# *backup* wakelocks....anyone else getting these?



## dpaine88 (Jul 21, 2011)

Really getting annoyed with this.

Every few days or so I will notice the phone coming out of "sleep" very quickly, and I quickly realize this is because the damn thing is not sleeping at all in fact!

I go ahead and check BetterBatteryStats and there is a big wakelock from *backup*.

After rebooting, it is back to normal but this happens far too often.

All I have seen for advice is to uncheck the "Google Backup and Restore" but I want Google to backup things like keyboard dictionary data, default sound/keyboard settings and my background etc etc and now even swiftkey.

Am I the only one getting this frequently?


----------



## Art Vandelay (Jan 4, 2012)

Never seen this one before.

Go through the all apps setting and maybe try FC/clearing cache/clearing data for the apps that are responsible for backup.

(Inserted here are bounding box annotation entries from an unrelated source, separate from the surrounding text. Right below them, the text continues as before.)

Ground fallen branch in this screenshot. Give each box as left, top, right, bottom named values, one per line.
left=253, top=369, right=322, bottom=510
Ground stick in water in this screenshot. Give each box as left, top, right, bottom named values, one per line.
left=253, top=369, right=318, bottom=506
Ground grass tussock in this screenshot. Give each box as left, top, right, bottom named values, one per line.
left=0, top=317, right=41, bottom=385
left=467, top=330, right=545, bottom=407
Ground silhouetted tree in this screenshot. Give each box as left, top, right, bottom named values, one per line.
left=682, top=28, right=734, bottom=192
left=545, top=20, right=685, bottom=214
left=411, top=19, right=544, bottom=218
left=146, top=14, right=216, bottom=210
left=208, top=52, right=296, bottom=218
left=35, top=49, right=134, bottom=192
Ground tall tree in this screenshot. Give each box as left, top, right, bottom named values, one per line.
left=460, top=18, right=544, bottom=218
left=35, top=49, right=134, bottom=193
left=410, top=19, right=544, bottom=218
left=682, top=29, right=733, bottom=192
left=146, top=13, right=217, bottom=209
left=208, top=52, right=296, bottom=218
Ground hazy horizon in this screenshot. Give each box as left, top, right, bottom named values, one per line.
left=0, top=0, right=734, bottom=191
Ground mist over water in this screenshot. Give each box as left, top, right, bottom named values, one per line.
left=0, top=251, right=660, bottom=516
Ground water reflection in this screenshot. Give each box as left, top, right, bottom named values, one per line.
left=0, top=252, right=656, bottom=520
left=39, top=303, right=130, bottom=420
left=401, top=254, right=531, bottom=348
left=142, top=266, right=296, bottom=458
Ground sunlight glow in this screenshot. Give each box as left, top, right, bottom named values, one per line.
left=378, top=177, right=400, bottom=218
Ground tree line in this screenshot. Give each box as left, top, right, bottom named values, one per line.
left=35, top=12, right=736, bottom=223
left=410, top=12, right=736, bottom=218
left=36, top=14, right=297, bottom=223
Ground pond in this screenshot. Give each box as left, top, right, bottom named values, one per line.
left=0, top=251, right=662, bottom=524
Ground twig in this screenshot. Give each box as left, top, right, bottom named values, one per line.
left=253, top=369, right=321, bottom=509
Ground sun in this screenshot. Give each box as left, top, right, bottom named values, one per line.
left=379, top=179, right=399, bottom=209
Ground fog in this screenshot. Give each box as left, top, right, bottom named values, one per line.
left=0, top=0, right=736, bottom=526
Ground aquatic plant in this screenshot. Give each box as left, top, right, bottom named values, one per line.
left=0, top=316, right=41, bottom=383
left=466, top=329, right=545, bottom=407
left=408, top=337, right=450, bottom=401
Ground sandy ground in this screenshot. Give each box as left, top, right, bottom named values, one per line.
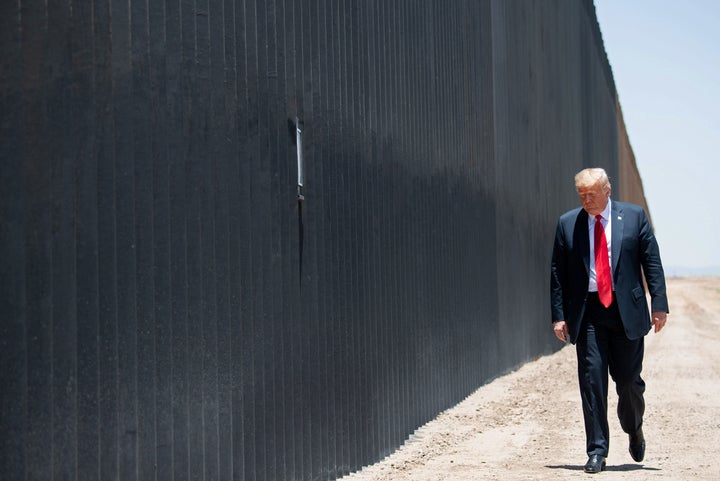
left=343, top=277, right=720, bottom=481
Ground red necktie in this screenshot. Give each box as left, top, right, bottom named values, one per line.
left=595, top=215, right=612, bottom=307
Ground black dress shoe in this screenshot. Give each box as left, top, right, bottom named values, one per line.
left=585, top=454, right=605, bottom=473
left=628, top=429, right=645, bottom=463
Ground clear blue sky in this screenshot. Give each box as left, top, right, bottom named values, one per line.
left=595, top=0, right=720, bottom=274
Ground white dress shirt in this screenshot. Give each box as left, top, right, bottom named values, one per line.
left=588, top=198, right=612, bottom=292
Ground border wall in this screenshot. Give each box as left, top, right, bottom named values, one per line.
left=0, top=0, right=642, bottom=481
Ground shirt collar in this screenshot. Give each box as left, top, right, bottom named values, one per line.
left=588, top=197, right=612, bottom=225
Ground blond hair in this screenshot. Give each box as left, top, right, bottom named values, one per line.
left=575, top=167, right=610, bottom=192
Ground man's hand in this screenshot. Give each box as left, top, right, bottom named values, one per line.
left=650, top=311, right=667, bottom=332
left=553, top=321, right=569, bottom=342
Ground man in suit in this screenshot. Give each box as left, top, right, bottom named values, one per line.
left=550, top=168, right=668, bottom=473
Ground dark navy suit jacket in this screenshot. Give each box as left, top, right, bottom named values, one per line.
left=550, top=200, right=669, bottom=343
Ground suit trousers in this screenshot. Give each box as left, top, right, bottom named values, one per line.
left=576, top=292, right=645, bottom=457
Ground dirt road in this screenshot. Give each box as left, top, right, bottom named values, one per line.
left=343, top=278, right=720, bottom=481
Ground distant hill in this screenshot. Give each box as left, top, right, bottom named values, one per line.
left=665, top=266, right=720, bottom=277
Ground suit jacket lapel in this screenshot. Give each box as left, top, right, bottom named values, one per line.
left=610, top=201, right=625, bottom=278
left=574, top=209, right=590, bottom=276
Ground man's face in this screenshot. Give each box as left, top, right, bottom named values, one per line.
left=577, top=184, right=610, bottom=217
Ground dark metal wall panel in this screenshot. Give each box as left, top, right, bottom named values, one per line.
left=0, top=0, right=636, bottom=480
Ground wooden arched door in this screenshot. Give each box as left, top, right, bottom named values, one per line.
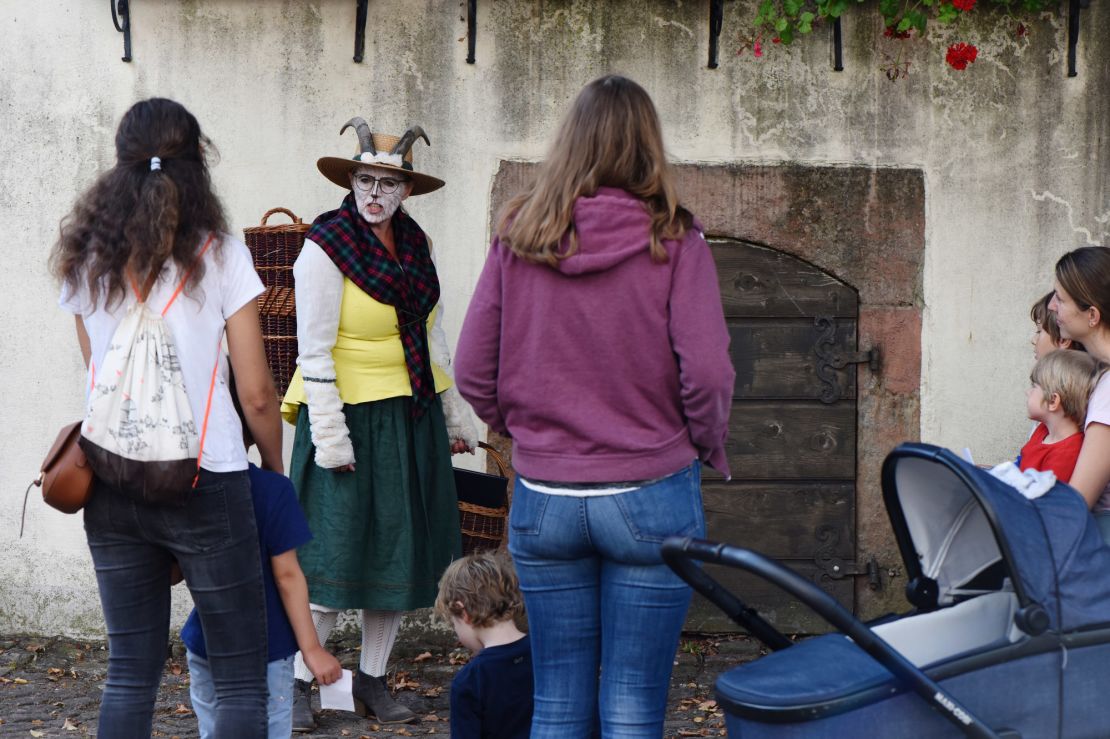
left=687, top=239, right=869, bottom=632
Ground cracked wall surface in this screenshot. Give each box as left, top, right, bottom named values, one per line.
left=0, top=0, right=1110, bottom=635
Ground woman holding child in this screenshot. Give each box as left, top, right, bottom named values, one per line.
left=282, top=118, right=477, bottom=731
left=456, top=75, right=734, bottom=739
left=51, top=98, right=282, bottom=739
left=1050, top=246, right=1110, bottom=543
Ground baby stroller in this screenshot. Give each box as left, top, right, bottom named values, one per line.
left=663, top=444, right=1110, bottom=739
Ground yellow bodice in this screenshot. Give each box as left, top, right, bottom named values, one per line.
left=281, top=277, right=451, bottom=424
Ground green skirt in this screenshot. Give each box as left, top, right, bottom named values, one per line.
left=290, top=397, right=460, bottom=610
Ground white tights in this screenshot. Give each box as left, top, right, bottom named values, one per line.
left=293, top=604, right=401, bottom=682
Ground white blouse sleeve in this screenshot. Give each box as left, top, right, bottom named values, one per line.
left=427, top=240, right=478, bottom=449
left=293, top=240, right=354, bottom=469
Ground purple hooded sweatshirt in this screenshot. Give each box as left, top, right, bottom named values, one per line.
left=455, top=188, right=736, bottom=483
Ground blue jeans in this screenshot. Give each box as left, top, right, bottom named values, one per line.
left=185, top=651, right=294, bottom=739
left=84, top=469, right=266, bottom=739
left=508, top=462, right=705, bottom=739
left=1094, top=510, right=1110, bottom=544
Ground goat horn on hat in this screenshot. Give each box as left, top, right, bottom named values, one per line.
left=340, top=115, right=377, bottom=154
left=390, top=125, right=432, bottom=156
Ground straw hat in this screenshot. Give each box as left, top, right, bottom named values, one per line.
left=316, top=117, right=444, bottom=195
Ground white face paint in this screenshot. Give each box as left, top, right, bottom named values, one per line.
left=351, top=164, right=412, bottom=225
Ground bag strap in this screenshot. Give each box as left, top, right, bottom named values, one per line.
left=162, top=233, right=214, bottom=315
left=127, top=233, right=215, bottom=308
left=189, top=335, right=223, bottom=488
left=128, top=262, right=165, bottom=303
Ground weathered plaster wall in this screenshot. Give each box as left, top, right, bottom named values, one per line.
left=0, top=0, right=1110, bottom=634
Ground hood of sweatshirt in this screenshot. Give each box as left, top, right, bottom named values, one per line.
left=557, top=188, right=652, bottom=275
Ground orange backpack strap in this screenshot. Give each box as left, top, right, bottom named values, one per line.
left=162, top=233, right=215, bottom=317
left=193, top=333, right=223, bottom=487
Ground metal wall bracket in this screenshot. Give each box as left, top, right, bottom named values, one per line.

Sent from my Galaxy Nexus using RootzWiki


----------



## brkshr (Jun 16, 2011)

Maybe try a different ROM or kernel? My only guess would be to toggle backup like you said. Never seen that before.

Edit: maybe uncheck backup, reboot, then check it again later on. I heard that helps reset backup on googles end.

Swyped from my GNex


----------



## brkshr (Jun 16, 2011)

Double post


----------